Harm looked around, trying to get his bearings. The tall trees filtered the sun in such a way that he couldn't tell where it might be. Several trees had moss on their trunks, however, and when Harm realized that the ex-Marine had been telling the truth, he gave a sheepish grin. "I - guess I got - turned around."

"Not a good thing to do for someone planning on being a jet jock."

"Those planes have a compass," Harm pointed out. "Maybe you're right. Maybe I should just give it up. I don't know if I can do this anymore," he said, sinking to the leaf covered ground in defeat. "It was my fault," he said, referring to Gym and her mother's deaths. "If I hadn't been here -"

"Gym had come with me before," Stryker told him, squatting nearby. "It could have happened anytime. Hell, she could have gotten sick. She could have fallen into quicksand and drowned in her own back yard. It wasn't your fault, kid. Don't blame yourself."

"Easier said than done," Harm sighed. "I guess I thought that if anyone got hurt, it wouldn't be someone I knew and cared about."

"Unfortunately, that's not how this world operates. We lose people close to us all the time, but we go on. We keep going out of respect for those who are no longer here. Would your dad expect you to give up?" he asked. "Would Gym?"

Harm looked at him. "No. They'd both want me to keep going. But I don't know how to do that anymore. After what happened - I keep thinking that if I'd gone back for them, maybe -"

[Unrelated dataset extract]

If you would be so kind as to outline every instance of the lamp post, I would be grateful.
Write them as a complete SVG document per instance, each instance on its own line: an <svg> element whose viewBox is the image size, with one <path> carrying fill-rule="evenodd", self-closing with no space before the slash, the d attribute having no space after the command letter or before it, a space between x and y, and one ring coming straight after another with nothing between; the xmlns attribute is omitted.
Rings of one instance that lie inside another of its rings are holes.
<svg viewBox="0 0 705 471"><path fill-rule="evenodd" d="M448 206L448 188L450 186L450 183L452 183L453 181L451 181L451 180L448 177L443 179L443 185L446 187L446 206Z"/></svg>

"It wouldn't have made any difference except to get us killed as well." Stryker's eyes softened slightly. "I had to leave them behind, Harm," Stryker said. "There was no choice. I've seen what the border guards' weapons do to a person. There was no way they could have survived. I'm not unaffected by it, but I can't let it control me." He held the backpack out. "We'll get their bodies on the way back in, give them a proper burial before we head back out tomorrow. You think you can follow orders now?"

"Yes, sir," Harm agreed somberly. He couldn't work up any excitement for what they might find at the end of the trail. Because whatever it was, he would always wonder if the cost had been too high. Standing, he straightened his shoulders and took the backpack as they set off again. Even if he found his father, he would always be haunted by a pair of dark, almond shaped eyes, and he knew that he would never be quite the same again.